B. In order to secure payment of the Note, Borrower hereby pledges and grants a security interest in 225,410 shares of the Company’s Common Stock standing in Borrower’s name on the books of the Company and represented by Certificate No. 02 (the “Shares”).
AGREEMENT
In consideration of the Company’s acceptance of the Note in payment of the purchase price of the Shares, and for other good and valuable consideration, the receipt of which is hereby acknowledged, the parties hereto agree as follows:
1. Borrower shall deliver to the Secretary of the Company, her designee (hereinafter referred to as the “Pledge Holder”), all certificates representing the Shares, together with an Assignment Separate from Certificate in the form attached to this Agreement as Attachment A executed by Borrower and by Borrower’s spouse (if required for transfer), in blank, for use in transferring all or a portion of the Shares to the Company if, as and when required pursuant to this Agreement. In addition, if Borrower is married, Borrower’s spouse shall execute the signature page attached to this Agreement.
2. As security for the payment of the Note and any renewal, extension or modification of the Note, Borrower hereby grants to the Company a security interest in and pledges with and delivers to the Company her Shares (sometimes referred to herein as the “Collateral”).

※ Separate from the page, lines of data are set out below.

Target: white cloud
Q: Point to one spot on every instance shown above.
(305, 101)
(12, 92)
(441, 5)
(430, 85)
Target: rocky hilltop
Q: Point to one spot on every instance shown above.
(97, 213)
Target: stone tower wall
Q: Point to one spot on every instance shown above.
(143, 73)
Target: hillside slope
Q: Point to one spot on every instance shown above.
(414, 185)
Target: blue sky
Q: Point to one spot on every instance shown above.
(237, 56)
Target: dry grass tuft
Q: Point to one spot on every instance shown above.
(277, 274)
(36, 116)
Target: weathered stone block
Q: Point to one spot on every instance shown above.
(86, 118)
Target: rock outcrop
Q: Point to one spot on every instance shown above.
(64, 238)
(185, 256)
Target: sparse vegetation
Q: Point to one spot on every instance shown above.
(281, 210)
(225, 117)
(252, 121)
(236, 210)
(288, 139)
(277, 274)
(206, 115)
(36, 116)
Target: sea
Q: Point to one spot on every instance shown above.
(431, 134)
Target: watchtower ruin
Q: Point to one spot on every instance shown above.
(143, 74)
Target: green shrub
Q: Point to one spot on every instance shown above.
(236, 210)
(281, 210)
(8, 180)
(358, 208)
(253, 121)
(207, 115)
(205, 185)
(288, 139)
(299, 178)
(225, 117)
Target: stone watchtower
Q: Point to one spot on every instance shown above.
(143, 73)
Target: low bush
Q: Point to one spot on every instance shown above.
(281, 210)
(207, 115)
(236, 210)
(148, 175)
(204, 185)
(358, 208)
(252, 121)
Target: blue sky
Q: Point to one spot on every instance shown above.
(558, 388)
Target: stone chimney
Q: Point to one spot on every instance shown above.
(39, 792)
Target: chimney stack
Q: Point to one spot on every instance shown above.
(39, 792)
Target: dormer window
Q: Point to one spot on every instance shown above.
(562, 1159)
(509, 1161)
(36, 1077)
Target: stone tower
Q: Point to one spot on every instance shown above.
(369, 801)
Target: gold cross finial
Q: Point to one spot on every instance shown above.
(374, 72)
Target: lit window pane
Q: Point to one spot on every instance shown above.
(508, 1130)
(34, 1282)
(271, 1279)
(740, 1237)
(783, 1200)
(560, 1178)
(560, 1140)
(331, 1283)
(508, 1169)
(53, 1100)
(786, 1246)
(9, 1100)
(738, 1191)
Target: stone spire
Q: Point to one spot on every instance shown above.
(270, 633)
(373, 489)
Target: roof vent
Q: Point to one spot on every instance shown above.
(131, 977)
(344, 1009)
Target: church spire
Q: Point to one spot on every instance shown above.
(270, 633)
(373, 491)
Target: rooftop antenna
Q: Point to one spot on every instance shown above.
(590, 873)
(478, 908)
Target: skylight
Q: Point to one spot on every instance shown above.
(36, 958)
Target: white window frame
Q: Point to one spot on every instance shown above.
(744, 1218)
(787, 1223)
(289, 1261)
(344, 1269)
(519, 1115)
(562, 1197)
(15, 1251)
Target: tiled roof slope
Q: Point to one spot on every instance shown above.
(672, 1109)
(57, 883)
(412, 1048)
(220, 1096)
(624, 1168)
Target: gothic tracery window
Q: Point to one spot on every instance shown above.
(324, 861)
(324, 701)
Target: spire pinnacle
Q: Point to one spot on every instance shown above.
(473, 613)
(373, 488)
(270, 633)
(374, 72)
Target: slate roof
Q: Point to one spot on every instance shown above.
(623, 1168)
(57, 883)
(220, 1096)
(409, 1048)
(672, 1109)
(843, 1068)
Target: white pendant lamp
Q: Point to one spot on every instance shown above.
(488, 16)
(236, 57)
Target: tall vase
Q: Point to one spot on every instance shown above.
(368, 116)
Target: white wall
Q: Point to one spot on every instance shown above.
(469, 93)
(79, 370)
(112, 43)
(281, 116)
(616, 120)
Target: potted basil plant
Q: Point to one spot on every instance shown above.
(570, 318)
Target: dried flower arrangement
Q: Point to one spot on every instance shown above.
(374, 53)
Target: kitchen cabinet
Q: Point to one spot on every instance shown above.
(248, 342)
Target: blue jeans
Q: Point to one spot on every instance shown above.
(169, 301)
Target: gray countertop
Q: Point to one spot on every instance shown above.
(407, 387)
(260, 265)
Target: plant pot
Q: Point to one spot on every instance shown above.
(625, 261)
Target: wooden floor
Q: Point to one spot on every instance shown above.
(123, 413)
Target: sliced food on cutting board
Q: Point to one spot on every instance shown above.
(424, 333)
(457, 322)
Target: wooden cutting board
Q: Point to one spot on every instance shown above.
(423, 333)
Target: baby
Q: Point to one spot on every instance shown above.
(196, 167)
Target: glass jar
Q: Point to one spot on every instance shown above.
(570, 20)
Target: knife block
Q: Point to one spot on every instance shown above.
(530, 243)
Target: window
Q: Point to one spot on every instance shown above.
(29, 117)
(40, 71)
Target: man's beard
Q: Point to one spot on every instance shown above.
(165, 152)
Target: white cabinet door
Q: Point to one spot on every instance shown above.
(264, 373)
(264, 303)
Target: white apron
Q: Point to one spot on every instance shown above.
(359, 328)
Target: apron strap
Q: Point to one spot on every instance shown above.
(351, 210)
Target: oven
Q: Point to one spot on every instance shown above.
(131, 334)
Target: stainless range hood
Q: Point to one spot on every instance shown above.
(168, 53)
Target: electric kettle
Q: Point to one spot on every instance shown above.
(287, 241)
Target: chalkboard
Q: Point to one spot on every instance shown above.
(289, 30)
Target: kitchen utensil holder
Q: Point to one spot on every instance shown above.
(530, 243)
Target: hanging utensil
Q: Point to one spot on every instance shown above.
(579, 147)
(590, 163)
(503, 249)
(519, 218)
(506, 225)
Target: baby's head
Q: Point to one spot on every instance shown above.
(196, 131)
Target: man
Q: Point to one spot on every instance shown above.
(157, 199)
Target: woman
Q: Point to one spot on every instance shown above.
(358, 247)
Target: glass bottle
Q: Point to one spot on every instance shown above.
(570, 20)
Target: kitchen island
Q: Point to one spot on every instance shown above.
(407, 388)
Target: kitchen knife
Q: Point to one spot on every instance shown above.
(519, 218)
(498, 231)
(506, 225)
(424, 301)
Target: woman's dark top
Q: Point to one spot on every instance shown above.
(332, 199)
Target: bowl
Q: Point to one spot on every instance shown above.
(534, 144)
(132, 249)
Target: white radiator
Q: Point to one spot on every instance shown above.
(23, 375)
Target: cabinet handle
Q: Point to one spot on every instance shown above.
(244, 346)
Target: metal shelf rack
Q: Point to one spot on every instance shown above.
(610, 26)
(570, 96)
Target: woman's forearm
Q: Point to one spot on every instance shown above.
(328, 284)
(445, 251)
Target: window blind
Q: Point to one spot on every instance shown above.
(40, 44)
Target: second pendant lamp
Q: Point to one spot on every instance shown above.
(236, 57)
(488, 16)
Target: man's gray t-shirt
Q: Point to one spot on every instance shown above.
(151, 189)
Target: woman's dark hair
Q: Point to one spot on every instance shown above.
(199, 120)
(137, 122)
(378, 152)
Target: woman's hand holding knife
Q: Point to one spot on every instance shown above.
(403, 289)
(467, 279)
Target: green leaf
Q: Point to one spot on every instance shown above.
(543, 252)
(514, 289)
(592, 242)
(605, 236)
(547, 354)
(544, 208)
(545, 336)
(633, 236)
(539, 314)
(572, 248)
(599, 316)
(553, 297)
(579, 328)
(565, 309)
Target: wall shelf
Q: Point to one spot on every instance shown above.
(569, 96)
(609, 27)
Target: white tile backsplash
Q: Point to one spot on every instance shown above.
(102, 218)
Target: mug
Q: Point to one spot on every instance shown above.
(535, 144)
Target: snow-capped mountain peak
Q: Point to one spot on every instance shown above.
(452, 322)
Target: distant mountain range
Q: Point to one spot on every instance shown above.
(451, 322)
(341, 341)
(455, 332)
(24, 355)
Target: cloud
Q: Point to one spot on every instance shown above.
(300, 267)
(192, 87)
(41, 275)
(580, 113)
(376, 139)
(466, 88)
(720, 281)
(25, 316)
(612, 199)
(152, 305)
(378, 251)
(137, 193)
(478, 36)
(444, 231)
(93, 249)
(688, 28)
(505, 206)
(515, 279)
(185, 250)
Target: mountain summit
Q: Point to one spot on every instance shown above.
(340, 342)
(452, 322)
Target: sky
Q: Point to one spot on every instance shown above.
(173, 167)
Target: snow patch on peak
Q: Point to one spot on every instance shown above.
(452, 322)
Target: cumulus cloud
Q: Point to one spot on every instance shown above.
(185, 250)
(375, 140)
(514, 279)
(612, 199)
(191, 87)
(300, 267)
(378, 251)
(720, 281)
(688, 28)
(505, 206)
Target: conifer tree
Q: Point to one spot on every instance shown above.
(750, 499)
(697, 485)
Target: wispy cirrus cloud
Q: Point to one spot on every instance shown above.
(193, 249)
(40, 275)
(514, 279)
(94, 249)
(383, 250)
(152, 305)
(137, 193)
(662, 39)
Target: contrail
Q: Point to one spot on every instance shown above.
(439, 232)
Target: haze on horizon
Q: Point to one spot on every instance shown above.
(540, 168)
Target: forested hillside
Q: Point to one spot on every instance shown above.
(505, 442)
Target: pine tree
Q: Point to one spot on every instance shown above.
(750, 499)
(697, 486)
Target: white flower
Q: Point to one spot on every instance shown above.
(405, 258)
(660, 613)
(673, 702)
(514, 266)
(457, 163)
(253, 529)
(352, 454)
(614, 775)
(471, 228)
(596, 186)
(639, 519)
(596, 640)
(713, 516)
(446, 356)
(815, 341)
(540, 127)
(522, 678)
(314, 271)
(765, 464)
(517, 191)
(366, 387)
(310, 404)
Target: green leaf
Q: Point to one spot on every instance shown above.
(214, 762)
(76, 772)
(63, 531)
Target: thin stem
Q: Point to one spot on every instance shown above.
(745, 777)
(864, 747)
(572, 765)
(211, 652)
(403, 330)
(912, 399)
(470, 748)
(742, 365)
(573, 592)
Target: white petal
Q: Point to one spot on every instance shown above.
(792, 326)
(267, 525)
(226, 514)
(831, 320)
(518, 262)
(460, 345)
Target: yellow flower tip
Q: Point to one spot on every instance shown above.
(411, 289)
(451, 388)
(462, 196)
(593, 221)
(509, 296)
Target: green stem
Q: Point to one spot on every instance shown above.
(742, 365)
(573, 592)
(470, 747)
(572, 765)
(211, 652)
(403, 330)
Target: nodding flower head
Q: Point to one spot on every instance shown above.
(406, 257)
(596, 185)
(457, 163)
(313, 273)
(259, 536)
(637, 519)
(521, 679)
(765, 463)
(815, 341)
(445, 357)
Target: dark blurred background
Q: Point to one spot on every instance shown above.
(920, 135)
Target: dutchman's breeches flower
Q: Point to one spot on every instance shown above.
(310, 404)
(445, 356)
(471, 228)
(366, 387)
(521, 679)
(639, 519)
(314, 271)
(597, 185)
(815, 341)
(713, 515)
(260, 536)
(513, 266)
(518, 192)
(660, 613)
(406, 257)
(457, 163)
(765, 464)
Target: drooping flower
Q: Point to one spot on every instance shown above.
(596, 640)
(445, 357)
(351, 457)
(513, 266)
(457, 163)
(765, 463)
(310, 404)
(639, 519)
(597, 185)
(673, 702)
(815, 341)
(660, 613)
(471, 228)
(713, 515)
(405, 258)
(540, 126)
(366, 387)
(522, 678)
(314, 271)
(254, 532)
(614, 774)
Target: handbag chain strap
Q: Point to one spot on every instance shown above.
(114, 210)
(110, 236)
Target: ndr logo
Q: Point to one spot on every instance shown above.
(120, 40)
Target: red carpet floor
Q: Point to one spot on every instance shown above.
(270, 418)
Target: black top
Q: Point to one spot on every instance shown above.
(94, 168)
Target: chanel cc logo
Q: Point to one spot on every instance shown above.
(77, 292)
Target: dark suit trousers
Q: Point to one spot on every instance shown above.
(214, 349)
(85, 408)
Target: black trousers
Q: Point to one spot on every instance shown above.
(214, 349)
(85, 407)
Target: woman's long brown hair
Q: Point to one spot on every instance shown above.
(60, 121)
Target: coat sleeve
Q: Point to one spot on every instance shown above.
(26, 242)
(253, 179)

3. In the event that Borrower prepays a portion of the Note, in accordance with the provisions thereof, Borrower intends, unless written notice to the contrary is delivered to the Pledge Holder, that the Shares represented by the portion of the Note so repaid, including accrued interest thereon, shall continue to be so held by the Pledge Holder, to serve as independent collateral for the outstanding portion of the Note.
4. In the event of any foreclosure of the security interest created by this Agreement, the Company may sell the Shares at a private sale or may repurchase the Shares itself. The parties agree that, prior to the establishment of a public market for the Shares, the securities laws affecting sale of the Shares may make a public sale of the Shares commercially unreasonable. The parties further agree that the repurchasing of such Shares by the Company, or by any person to whom the Company may have assigned its rights under this Agreement, is commercially reasonable if made at a price determined by the Company’s Board of Directors in its discretion, fairly exercised, representing what would be the fair market value of the Shares reduced by any limitation on transferability, whether due to the size of the block of shares or the restrictions of applicable securities laws.
5. In the event of default in payment when due of any indebtedness under the Note, the Company may elect then, or at any time thereafter, to exercise all rights available to a secured party under applicable law including the right to sell the Collateral at a private or public sale or repurchase the Shares as provided above. The proceeds of any sale shall be applied in the following order:
(a) To the extent necessary, proceeds shall be used to pay all reasonable expenses of the Company in enforcing this Agreement and the Note, including, without limitation, reasonable attorneys’ fees and legal expenses incurred by the Company.